The new program is called Risk Rating 2.0. Wright, who also served as the former chief executive of FEMA’s National Flood Insurance Program, said the agency is using more science and better technology to recalculate everyone's flood risk.
“You need to pay a rate that is fair and specific to the community and the house where you live,” he explained.
The new program will impact everyone differently based on whether a person is a new or existing customer.
“Beginning October 2021, all of these changes affect new customers,” he said. “Beginning April 2022, as existing customers renew, they will experience these changes brought about by Risk Rating 2.0.”
“This is a very long time coming and it's certainly not without controversy,” said Jeff Schlegelmilch, director of the National Center for Disaster Preparedness at Columbia University.
“This is sort of a first step towards making the National Flood Insurance Program more solvent, but it’s only one small piece of a much larger consideration of where we build, how we build and what is the true cost of building in vulnerable areas,” Shlegelmilch added. “These disasters are happening with increasing frequency and intensity. The cost of these disasters continues to go up.”
The true impact of these rate changes will depend on where you live. Wright said about one in four families will see a price cut, and most will see their stay around the same. But others will have to pay more.
“There’s a group of 10 to 12 percent for whom they are presently paying less than they should, and they will see their rates take a series of steps forward in the coming years,” he said.
Those new rates won’t happen all at once.
”They will not see an increase of more than 18% per year,” Wright said.
But for some homeowners, this new ration system is causing a lot of confusion.

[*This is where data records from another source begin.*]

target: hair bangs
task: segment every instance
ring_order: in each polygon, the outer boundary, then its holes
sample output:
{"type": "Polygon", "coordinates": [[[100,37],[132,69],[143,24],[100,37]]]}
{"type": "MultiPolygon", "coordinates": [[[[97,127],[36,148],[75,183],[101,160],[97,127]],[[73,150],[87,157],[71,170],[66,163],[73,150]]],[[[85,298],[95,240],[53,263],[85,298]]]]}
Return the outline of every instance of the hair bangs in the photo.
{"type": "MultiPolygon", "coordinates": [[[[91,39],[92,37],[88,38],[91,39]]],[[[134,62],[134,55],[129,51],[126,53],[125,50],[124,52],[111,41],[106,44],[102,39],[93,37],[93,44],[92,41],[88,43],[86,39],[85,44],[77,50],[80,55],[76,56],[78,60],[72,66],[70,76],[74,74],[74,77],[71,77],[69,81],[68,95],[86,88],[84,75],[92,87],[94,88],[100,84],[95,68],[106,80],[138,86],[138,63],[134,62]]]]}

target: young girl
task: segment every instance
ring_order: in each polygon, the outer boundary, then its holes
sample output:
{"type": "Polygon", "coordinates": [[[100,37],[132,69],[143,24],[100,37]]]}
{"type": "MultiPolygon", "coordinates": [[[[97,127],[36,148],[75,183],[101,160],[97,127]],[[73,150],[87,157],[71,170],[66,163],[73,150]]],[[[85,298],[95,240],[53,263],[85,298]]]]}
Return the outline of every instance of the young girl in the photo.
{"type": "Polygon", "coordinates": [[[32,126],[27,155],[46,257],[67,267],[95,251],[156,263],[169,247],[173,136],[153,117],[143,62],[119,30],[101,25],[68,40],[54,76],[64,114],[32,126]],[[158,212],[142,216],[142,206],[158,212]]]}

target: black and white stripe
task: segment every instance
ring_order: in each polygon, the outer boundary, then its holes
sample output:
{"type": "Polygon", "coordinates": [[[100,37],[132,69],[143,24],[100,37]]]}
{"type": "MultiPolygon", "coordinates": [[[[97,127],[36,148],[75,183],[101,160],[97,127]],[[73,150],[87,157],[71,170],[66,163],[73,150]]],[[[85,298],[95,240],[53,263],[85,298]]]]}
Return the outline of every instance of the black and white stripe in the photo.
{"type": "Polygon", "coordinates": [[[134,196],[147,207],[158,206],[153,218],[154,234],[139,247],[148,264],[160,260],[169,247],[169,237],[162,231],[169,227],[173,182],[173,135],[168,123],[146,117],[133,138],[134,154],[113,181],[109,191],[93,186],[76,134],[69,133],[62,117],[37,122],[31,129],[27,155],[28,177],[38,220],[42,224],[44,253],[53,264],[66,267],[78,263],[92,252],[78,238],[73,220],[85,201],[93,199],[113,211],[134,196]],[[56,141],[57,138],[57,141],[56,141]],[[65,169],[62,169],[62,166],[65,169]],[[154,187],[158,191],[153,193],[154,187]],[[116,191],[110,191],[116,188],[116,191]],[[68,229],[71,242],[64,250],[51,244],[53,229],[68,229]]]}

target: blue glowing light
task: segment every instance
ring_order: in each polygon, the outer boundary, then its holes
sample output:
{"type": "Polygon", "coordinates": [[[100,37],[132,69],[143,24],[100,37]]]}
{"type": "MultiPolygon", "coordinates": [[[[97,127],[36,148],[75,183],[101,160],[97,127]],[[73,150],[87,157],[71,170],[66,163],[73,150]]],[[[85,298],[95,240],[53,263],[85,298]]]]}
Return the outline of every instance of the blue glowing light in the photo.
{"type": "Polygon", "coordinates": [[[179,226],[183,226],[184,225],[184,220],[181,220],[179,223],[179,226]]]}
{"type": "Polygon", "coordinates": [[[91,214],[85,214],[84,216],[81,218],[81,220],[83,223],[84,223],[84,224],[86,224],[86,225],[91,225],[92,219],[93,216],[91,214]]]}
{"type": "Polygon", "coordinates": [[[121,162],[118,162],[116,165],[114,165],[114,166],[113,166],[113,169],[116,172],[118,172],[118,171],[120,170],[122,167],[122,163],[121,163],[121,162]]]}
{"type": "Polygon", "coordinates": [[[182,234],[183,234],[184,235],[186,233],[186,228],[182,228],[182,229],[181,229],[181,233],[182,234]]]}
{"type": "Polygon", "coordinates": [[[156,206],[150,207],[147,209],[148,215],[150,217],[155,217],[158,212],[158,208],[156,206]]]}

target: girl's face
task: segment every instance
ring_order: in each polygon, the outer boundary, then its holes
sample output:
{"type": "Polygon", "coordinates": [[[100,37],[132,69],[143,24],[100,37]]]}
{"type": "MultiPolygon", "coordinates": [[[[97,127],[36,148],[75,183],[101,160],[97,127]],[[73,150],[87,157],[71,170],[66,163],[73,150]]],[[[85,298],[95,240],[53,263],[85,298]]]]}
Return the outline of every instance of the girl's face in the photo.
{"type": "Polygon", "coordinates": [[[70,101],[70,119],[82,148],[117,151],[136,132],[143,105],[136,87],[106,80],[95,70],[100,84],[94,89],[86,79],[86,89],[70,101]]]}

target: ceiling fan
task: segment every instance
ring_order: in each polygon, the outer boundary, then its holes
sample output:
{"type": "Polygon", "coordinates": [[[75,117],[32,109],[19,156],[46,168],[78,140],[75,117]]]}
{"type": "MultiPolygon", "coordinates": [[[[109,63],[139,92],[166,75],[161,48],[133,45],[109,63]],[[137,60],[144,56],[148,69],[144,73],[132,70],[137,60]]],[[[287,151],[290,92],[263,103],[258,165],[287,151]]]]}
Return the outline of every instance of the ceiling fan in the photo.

“Risk Rating 2.0 kind of snuck up on us,” said Bill Bubrig, agency owner at Bubrig Insurance Agency. “We can’t keep up right now with what we're dealing with with hurricane Ida and trying to answer people's questions with Risk Rating 2.0...we’re struggling down here.”
Bubrig is based in Louisiana.
“People with the existing flood policies at least have time to catch their breath, and they’re on this...path of 18 percent clip a year,” Bubrig explained. “But it’s the people who don't have existing flood policies that are now in from less than 600 dollars a year, to over 3,000 bucks immediately.”
Bubrig said over time it could impact where people build and move in the future.
“It’s going to kill the real estate world,” he said.
“We've continued to build and sell homes in flood-prone areas at insurance prices that don't reflect the actual risk,” Schlegelmilch said.
“Keeping pace with climate change is clearly part of the new risk rating approach,” Wright said.
“This is going to be not a today or tomorrow issue, this is going to be here for a while,” Ledet said.